Ma ora è il momento di mostrare entusiasmo. «Discorso da grande leader», dice Casini. Che alla domanda se abbia intenzione di chiedere a Monti di candidarsi con le sue liste, risponde: «Chissà  che non glielo abbia già  chiesto». Luca Cordero di Montezemolo si dice «orgoglioso» del fatto che i punti dell’agenda Monti coincidano con quelli di Italia Futura. Andrea Riccardi ha colto nelle parole del premier «la cifra, lo stile e la lungimiranza dei grandi statisti» e si dice «confortato».
Comporre il quadro delle forze che chiederanno a Monti di mettersi alla guida dei centristi sarà  un compito difficile: rendere compatibili mondi così diversi è operazione delicata. Se Udc e «Verso la Terza Repubblica» (oltre a Montezemolo, Riccardi, Andrea Olivero, Lorenzo Dellai e Raffaele Bonanni) ci stanno di sicuro, altri arrivano e potrebbero arrivare. Tra i primi ad aderire c’è il movimento di Oscar Giannino, «Fare per Fermare il Declino», che si dice «molto interessato a contribuire» all’agenda.

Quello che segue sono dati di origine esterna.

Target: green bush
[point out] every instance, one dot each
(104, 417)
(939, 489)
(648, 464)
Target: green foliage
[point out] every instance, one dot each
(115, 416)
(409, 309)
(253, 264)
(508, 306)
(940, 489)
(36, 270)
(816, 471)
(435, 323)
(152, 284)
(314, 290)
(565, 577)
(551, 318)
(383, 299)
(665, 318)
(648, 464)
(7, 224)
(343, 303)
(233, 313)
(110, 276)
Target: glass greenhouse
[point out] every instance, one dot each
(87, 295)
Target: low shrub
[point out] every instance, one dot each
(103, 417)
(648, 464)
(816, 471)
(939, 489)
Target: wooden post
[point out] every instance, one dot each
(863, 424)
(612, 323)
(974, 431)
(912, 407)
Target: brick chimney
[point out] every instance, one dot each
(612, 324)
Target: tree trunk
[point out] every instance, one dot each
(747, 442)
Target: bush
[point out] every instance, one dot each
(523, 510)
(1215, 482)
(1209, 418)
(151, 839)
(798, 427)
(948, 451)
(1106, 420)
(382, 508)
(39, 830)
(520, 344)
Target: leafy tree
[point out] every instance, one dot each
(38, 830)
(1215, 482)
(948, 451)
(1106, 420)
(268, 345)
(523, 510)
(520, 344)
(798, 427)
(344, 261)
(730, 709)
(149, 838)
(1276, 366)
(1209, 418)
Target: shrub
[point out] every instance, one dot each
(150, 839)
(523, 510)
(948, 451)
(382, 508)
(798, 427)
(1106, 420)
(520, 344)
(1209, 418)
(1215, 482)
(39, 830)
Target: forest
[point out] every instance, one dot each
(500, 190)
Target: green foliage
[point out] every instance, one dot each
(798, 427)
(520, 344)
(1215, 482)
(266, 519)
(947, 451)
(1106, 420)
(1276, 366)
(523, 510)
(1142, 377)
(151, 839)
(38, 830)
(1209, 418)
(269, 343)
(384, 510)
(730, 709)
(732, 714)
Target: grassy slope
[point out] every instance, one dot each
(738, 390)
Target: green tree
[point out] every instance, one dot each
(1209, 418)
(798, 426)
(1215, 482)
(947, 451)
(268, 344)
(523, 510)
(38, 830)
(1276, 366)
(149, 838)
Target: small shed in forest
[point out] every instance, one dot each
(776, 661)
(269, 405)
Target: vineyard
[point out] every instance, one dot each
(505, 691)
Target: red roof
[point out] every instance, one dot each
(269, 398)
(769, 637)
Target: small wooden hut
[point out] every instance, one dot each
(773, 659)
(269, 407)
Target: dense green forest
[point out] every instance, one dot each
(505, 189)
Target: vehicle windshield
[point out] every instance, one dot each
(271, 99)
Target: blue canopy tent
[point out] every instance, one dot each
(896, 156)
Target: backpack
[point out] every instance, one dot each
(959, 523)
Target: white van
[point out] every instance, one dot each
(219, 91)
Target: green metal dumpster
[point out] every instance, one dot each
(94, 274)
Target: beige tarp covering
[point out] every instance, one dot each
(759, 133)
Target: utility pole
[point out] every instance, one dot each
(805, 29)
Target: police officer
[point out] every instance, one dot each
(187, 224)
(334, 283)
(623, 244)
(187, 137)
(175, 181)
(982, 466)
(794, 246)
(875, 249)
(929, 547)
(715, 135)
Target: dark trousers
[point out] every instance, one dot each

Poi c’è il discorso su Gianfranco Fini, che dichiara subito alle agenzie: «L’agenda liberale e riformatrice di Monti va sostenuta senza riserve mentali». Su Fini, però, gravano le riserve cattoliche, che potrebbero riguardare solo la sua candidatura e non quella di altri esponenti di Futuro e Libertà . E poi ci sono le posizioni dei singoli. Ci si aspetta l’arrivo di transfughi dai due principali partiti. Poche ore dopo la conferenza stampa, ecco i primi nomi: da una parte Pietro Ichino (Pd), dall’altra Giuliano Cazzola. Ma anche il fioroniano Lucio D’Ubaldo, con Benedetto Adragna, Flavio Bertoldi e Giampaolo Fogliardi. Dal Pdl ci si aspetta non certo una transumanza, ma il lento distacco di qualche frammento, a cominciare da quelli vicini a Mario Mauro ma anche da Beppe Pisanu e Franco Frattini.
Sarà  decisiva l’architettura che si vorrà  dare all’offerta elettorale di centro. È probabile che l’irruzione di Monti acceleri la creazione di una lista unica sia alla Camera sia al Senato. Con un nome da decidere, che potrebbe essere «Lista per Monti presidente». La scelta unitaria avrebbe conseguenze non irrilevanti. Perché costringerebbe tutti a selezionare i candidati, escludendo quelli troppo compromessi con la vecchia politica. Monti avrebbe già  pronta una lista consistente (si parla del 30 per cento) di uomini scelti personalmente. Non sarà  certo come accadde con la «Lista Dini», piena di boiardi di Stato. Ma una sua quota di fedelissimi appare inevitabile e con il credito acquisito, e il brand concesso, nessuno potrà  opporre una vera resistenza. La richiesta dell’Udc di avere almeno il 50 per cento dei candidati ora appare difficilmente esaudibile. Anche perché il fiume delle adesioni dell’ultima ora rischia di ingrossarsi, creando problemi di superaffollamento. E molti resteranno sulla porta.
Casini reagisce con una certa irritazione alla questione veti: «La plastica facciale non me la posso fare. Sono in Parlamento da tanto e si sa cosa ho fatto. I personalismi non esistono, le piccole cose per una grande impresa non sono compatibili». Quanto a Montezemolo, ancora nessuna certezza sulla sua candidatura: «Parlerà  con Monti e farò ciò che serve», dice sibillino.